Выйдя из подъезда, я сел на ступени крыльца, взял барабан и начал играть. Настя села сбоку, опёрлась спиной на моё плечо и заиграла на втором барабане. Мы не знали, что именно играем, – просто импровизировали, но эта музыка, рождавшаяся из отчаяния и надежды, была подобна смерчу внутри песочных часов, – она расходилась кругом в протестном грохоте и дребезжанье стёкол, в возмущении против мирового спокойствия и в безудержной воле сместить вектор судьбы.

Я не мог просто так оставить несправедливости, которая постигла моего друга. Придя домой, я включил компьютер и принялся писать – писать о случившемся, подробно, честно и методично. К четырём утра я закончил длинную статью о несовершенстве судебной системы.

На следующий день я отредактировал статью, убрал шероховатости, исправил ошибки, показал Насте (Она пришла в восторг) и затем отправил текст в редакцию журнала «Итоги».

Через два часа я позвонил в журнал и спросил, получили ли мой текст, но мне так и не дали внятного ответа. Тогда я отправил текст в редакцию журнала «Огонёк», – в редакции мне вежливо объяснили, что сейчас издание переходит на новый формат, и, если у меня срочный материал, мне следует обратиться в другое издание.

Я отправил статью в Российскую газету (там мне сказали, что свяжутся, если мой текст кого-то заинтересовал), затем – в газету «Коммерсантъ» (меня заверили, что статью передали редактору, и в случае чего он мне перезвонит), потом – в журнал «Власть» (мне посоветовали рассмотреть другое издание), потом – в «Ведомости» (меня так и не соединили с редактором).

В итоге я сорвался и отправил текст сразу в три газеты: «Известия», «Газету» и «Новую». Но ни в одном издании мне не ответили: все обещали перезвонить, но никто не перезванивал.

На то, чтобы обзвонить все издания и добиться какого-то ответа у меня ушло два дня. Но никто не взял мой материал.

Я уже решил было идти с этой темой на «Эхо Москвы», когда на мою электронную почту пришло письмо от редактора отдела «Общество» газеты «Известия». Она приглашала меня встретиться у них в офисе на Пушкинской. Я согласился без всяких раздумий. Встреча была назначена на следующий день.
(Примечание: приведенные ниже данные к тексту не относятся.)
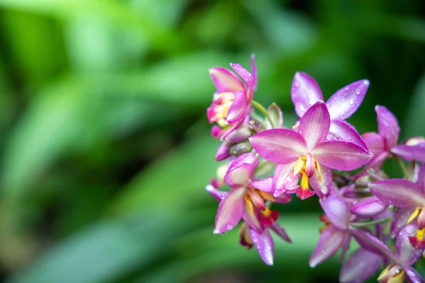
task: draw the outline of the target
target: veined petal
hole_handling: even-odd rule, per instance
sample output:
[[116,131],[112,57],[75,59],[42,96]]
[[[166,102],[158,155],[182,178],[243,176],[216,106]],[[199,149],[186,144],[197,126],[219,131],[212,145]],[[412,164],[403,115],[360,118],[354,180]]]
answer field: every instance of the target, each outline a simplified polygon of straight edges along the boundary
[[425,161],[424,142],[414,146],[408,146],[406,144],[395,146],[391,149],[391,152],[398,155],[407,161],[412,161],[412,160]]
[[243,120],[248,113],[246,108],[249,107],[249,105],[247,104],[246,94],[245,92],[237,91],[234,93],[234,100],[229,108],[226,120],[230,124]]
[[272,183],[273,178],[267,177],[264,179],[259,179],[256,180],[255,181],[251,182],[249,185],[255,187],[256,189],[259,189],[261,191],[266,192],[272,192]]
[[249,142],[260,156],[279,163],[295,161],[307,153],[305,140],[292,129],[267,129],[251,137]]
[[351,207],[351,212],[363,218],[370,218],[382,212],[386,207],[378,197],[369,197],[356,202]]
[[320,165],[332,169],[351,171],[372,158],[372,155],[359,146],[347,142],[324,142],[312,151]]
[[368,149],[374,156],[385,151],[385,140],[383,137],[374,132],[364,133],[361,137]]
[[363,283],[373,275],[384,263],[382,257],[359,248],[344,261],[339,272],[341,283]]
[[332,120],[346,120],[360,107],[369,81],[357,81],[336,91],[326,103]]
[[410,218],[410,216],[414,212],[416,208],[399,208],[394,213],[394,217],[392,218],[392,222],[391,222],[391,226],[390,230],[391,234],[395,236],[407,224],[407,220]]
[[422,278],[422,275],[419,274],[414,268],[406,267],[404,267],[406,275],[410,281],[414,283],[424,283],[425,280]]
[[397,118],[385,106],[375,106],[378,118],[378,132],[385,139],[385,146],[387,150],[397,144],[400,127]]
[[327,139],[350,142],[368,150],[368,147],[356,129],[345,121],[333,120]]
[[232,187],[246,186],[252,176],[254,168],[247,163],[239,167],[230,168],[225,175],[225,182]]
[[274,243],[268,230],[264,229],[259,233],[254,229],[249,229],[249,236],[263,261],[268,265],[273,265]]
[[332,224],[336,228],[344,230],[350,224],[350,207],[343,198],[331,195],[325,200],[320,201],[320,205]]
[[369,184],[369,189],[385,204],[399,207],[419,207],[425,204],[425,195],[419,186],[407,180],[376,181]]
[[228,170],[230,171],[233,168],[240,167],[244,163],[249,164],[253,168],[256,168],[259,165],[259,158],[255,156],[255,154],[241,154],[232,162]]
[[219,93],[243,91],[244,84],[232,71],[225,68],[210,69],[210,76]]
[[327,228],[319,238],[319,243],[310,258],[310,267],[314,267],[334,255],[341,246],[346,232],[331,225]]
[[296,72],[294,76],[290,88],[290,98],[298,117],[302,117],[317,101],[323,100],[322,91],[316,81],[302,72]]
[[272,187],[273,195],[277,197],[283,192],[295,190],[298,186],[298,177],[294,176],[295,162],[288,164],[276,164],[273,176]]
[[239,221],[245,208],[246,190],[234,187],[230,190],[220,203],[215,216],[214,233],[223,233],[232,229]]
[[394,256],[387,245],[374,236],[355,229],[351,230],[351,235],[363,248],[380,255],[388,260],[397,262],[397,258]]
[[329,113],[322,100],[317,101],[304,113],[300,120],[298,132],[305,139],[309,150],[324,141],[330,125]]
[[275,222],[269,227],[272,229],[278,236],[283,239],[283,241],[287,241],[288,243],[292,243],[289,236],[286,233],[286,231],[280,225],[278,224],[278,222]]
[[399,232],[395,238],[396,255],[400,260],[400,263],[403,265],[413,265],[422,255],[424,249],[414,248],[409,241],[409,237],[414,236],[416,231],[416,225],[413,224],[407,225]]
Впервые в жизни я понял, что не знаю, как мне одеться: я должен был выглядеть представительно, но у меня совершенно не было подходящей одежды – только джинсы, футболки и клетчатые рубашки. Я вытащил все свои вещи из шкафа в спальне, свалил их на кровати и начал прикидывать, как же мне нарядиться.

– Солнце, ты собираешься на бал? – спросила Настя (я не слышал, как Она вошла).

– На встречу, – пробурчал я.

– Ну так оденься, как всегда.

– В джинсы и футболку?

– Ну да, – ты же идёшь в газету, а не в банк. Журналисты обычно одеваются чёрт знает как.

– Ты серьёзно?

– Я работаю в журнале и хорошо это знаю, – сказала Она. – Разве что ты собираешься в глянец.

– «Известия» не слишком подходят под эту характеристику.

На следующее утро я пришёл в редакцию газеты в джинсах, кедах и белой футболке.

Редактором оказалась приятная женщина интеллигентного вида, ей было около сорока, она была сдержанно, но очень просто одета и вежливо улыбалась.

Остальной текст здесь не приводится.